But the other problem is you train a group of people to torture, what are they going to do afterwards when they're decommissioned? Where do torturers go?
Ms. Tippett: Right. Right.
Mr. Rejali: And the answer is that they go to private security and local police forces around your home and mine. And so torture that was international becomes domestic. Waterboarding was something that American forces first learned — this particular technique was learned, for the most part, during the American campaign in the Philippines in 1905. And when these troops come back to the United States, they become police officers all throughout the United States. And by the 1930s, the American Bar Association Committee documents that waterboarding is pretty common, especially in the American South. So techniques come home.
Same thing with Chicago. Torture has been documented in Chicago from 1973 to 1993. And the techniques that appear there, the electrical techniques, were first documented in American hands in southern Vietnam in 1963. So I think most people are unaware of the incredibly long shadow that torture casts, not just for a government but for a society and lastly, I think, for the families that are involved in this process. The cases of atrocity-related trauma …
Ms. Tippett: Right. Right.
Mr. Rejali: … that are tied to torture are the domestic abuse, alcoholism, suicide rates. None of these things are calculated when people think about torture.
Ms. Tippett: We invite you to experience the echoes my producers and I hear between this conversation with Darius Rejali and other shows we've produced in the past. On our website, we've highlighted some of these like-minded conversations, including forensic anthropologist Mercedes Doretti — she leads families of the "disappeared" towards truth and justice — and our program with research psychologist Michael McCullough on the biological bases of violence and forgiveness.
Also at onbeing.org, find my full unedited 90-minute interview with Darius Rejali. He reflected at greater length on the history of torture in the U.S. He also talked about how he retains his personal sense of vitality and hope, despite his immersion in what he calls the "dark arts of human cruelty." Again, that's at onBeing.org.
Coming up, Darius Rejali explains the evidence that most of us are capable of torture, given the right circumstances. Also, his practical recommendations for reckoning with the many damaging consequences of torture moving forward.

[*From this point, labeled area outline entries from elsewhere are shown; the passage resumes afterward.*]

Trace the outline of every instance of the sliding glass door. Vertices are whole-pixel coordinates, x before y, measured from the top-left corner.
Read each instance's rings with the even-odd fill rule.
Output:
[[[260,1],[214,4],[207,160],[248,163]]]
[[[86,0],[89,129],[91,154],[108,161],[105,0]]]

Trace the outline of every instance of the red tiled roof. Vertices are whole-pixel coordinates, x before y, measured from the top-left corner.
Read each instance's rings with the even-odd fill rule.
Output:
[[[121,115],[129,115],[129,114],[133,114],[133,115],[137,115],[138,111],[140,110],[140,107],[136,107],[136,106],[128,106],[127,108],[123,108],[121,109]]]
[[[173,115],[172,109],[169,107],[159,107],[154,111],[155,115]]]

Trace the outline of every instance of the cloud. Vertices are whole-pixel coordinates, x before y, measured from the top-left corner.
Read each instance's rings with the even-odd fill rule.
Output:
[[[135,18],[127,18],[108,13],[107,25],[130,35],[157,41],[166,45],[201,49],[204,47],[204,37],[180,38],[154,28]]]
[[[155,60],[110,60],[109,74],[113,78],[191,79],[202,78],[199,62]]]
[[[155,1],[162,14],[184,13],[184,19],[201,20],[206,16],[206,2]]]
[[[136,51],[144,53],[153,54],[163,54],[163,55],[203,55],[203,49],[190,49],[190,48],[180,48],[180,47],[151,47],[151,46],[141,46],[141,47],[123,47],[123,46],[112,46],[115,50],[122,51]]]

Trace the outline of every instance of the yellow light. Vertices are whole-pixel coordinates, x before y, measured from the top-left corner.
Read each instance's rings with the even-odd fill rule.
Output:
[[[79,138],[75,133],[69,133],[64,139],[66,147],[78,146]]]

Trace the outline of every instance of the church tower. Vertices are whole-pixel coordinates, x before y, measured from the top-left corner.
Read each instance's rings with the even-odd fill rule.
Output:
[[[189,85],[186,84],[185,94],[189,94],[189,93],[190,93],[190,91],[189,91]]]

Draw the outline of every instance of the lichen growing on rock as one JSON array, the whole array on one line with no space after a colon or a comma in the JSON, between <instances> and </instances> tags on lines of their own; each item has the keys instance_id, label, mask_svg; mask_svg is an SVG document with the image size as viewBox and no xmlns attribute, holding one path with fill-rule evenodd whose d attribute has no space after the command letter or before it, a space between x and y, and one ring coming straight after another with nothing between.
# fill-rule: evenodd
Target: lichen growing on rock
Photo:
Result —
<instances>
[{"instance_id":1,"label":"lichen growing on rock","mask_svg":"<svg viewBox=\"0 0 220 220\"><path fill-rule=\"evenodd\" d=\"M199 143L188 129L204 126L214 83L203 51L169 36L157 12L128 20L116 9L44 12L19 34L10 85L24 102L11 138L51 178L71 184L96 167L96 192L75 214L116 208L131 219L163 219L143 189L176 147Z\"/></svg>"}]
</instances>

I'm Krista Tippett. This program comes to you from American Public Media.
Ms. Tippett: I'm Krista Tippett. Today, on Being, "The Long Shadow of Torture." We're exploring knowledge that might deepen public discourse about torture in the U.S., and collective reckoning with domestic consequences yet to unfold. This specter, of course, has been brought newly into relief by documentation released by the WikiLeaks website of torture in U.S.-occupied Iraq.
When we first produced this program in 2009, the Obama administration had just released documents about torture as part of recent U.S. policy. In the aftermath of that, media and political discussions largely focused on who knew what when, or on whether specific techniques worked to produce intelligence. There was renewed debate following President Obama's announcement in May 2009 that he would not release photographs of detainee abuse in U.S. military prisons, for fear of stoking anti-American sentiments and endangering U.S. troops abroad.
My guest this hour, Darius Rejali, is one of the world's leading experts in torture. Trained in comparative political science, political philosophy, and social theory, his research, as he describes it, reflects concern for the causes and effects of violence as well as what it can tell us about the human condition. We're exploring what he knows that might inform the way citizens assess all the roots and consequences, human and political, practical and moral, of torture enacted by democratic governments.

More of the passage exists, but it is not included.